The MTB Uganda family has been dominating in Kampala for the last 18 years, but this long-term success is not due to increased virulence as defined by cavitary disease.
先前的研究表明,结核分枝杆菌(MTB)乌干达家族是MTB谱系4的一个亚谱系,是乌干达结核病(TB)的主要病因。本研究利用特征明确的患者群体,试图确定在坎帕拉与MTB乌干达家族成功相关的临床和患者特征。
对1992年至2009年在一项家庭接触者研究中收集的1746株MTB临床分离株进行基因分型。分别使用针对MTB乌干达家族、其他谱系4菌株和谱系3的单核苷酸多态性(SNP)标记进行基因分型。在1746株分离株中,1213株来自有详细临床数据的患者。这些数据用于寻找MTB谱系/亚谱系与患者表型之间的关联。

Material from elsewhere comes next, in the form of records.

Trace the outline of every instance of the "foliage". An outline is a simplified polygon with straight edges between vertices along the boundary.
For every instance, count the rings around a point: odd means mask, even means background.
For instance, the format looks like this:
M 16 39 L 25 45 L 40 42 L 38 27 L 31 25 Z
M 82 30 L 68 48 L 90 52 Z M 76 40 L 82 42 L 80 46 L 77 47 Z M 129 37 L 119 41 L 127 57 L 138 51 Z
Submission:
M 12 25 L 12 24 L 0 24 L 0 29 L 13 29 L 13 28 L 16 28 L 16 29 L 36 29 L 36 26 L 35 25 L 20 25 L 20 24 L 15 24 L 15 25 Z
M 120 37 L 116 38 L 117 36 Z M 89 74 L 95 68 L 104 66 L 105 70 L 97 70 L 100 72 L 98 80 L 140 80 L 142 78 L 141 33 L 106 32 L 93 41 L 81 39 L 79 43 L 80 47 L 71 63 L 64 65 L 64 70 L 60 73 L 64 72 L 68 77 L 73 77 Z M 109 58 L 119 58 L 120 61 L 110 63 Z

在过去二十年中,发现三种MTB谱系在坎帕拉的MTB群体中占主导地位。总体而言,MTB乌干达家族占所有病例的63%(1092/1746),其次是其他谱系4菌株占22%(394/1746),谱系3占11%(187/1746)。73株(4%)菌株仍未分类。我们的纵向数据显示,在整个研究期间,MTB乌干达家族出现的频率最高,其次是其他谱系4菌株和谱系3。为了探究MTB乌干达家族的长期成功是否归因于毒力增强,我们以空洞性疾病作为替代指标,因为这种形式的结核病传染性最强。多变量分析显示,尽管空洞性疾病与吸烟(调整后的优势比(aOR)4.8,95%置信区间(CI)3.33 - 6.84)和低收入(aOR 2.1,95%CI 1.47 - 3.01)等已知风险因素相关,但未发现MTB谱系与空洞性结核病之间存在关联。
在过去18年中,MTB乌干达家族在坎帕拉一直占主导地位,但这种长期的成功并非归因于空洞性疾病所定义的毒力增强。